Carmakers can’t repeat the shutdowns in October, meaning they will have to weather any supply-chain issues sparked by Brexit while operating at normal capacity. The stoppages were part of “a raft of costly and ongoing contingency measures” that include stockpiling, cost-cutting, training for new customs procedures, and rerouting of logistics, SMMT said. Those efforts have contributed to production declines for 11 consecutive months, including a 22% slump in the first four months of this year, it added.
SMMT has repeatedly called for “urgent action to end Brexit deadlock and prevent ‘no deal’ devastation.” If the UK crashes out of the EU without a favourable deal, “border delays, production stoppages, and additional costs compromising competitiveness” could accelerate declines, it said.
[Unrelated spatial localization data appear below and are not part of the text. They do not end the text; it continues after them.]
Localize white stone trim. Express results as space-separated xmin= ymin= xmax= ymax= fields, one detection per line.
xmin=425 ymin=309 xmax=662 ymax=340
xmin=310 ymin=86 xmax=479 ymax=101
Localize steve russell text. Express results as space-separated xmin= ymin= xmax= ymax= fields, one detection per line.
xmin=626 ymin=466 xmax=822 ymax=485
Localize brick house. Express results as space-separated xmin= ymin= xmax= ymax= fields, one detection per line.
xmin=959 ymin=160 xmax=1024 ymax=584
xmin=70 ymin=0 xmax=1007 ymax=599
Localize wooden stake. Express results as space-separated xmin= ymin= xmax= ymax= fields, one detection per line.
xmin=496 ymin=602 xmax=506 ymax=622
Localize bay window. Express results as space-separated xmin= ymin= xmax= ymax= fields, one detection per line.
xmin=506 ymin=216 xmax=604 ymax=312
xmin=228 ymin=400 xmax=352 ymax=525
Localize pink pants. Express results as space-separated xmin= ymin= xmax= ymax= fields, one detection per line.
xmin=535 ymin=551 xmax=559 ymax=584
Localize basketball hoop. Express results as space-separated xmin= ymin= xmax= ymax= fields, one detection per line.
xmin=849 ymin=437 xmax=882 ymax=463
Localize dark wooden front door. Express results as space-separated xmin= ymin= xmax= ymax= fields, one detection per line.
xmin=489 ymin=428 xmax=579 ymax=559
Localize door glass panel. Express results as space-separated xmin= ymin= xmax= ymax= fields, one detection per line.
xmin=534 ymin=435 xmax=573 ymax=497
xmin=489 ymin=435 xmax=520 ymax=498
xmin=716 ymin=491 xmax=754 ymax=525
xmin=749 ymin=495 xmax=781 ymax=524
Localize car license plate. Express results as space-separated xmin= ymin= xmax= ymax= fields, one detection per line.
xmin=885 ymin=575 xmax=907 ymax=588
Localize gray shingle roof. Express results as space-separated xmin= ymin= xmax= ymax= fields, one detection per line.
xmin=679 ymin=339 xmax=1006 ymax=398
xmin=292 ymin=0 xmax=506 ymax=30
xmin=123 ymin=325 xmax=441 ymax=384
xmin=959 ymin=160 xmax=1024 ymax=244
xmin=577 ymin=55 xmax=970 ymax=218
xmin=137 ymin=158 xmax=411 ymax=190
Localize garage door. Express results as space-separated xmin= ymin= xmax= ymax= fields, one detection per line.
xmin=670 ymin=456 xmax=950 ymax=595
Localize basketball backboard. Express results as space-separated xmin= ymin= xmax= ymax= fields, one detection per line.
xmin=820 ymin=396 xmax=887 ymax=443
The painful impact of a pending Brexit on the UK car industry speaks to the broader costs of trade barriers. They can knock firms’ confidence, making them hesitant to spend, hire, and invest. Trade restrictions and tariffs can be expensive, disruptive, and time-consuming for companies, as they may be forced to revamp their supply chains, adjust their production processes, and either stomach the additional costs or pass them on to consumers.
And while the Brexit situation – with its forced “cliff” deadline – might be unique, research published by the Federal Reserve Bank of St. Louis shows that “tariff increases have been typically followed by large and persistent decreases in economic activity.”
“GDP per capita and wages each fall by around 2 percentage points relative to trend over the first 2 years after tariffs increase,” the St. Louis Fed said, and “the average investment-to-GDP ratio declines by approximately 1 percentage point after tariffs increase.”
The Trump administration is currently in a tariff war with China and other trade squabbles with Japan, Germany, South Korea, Vietnam, among other countries.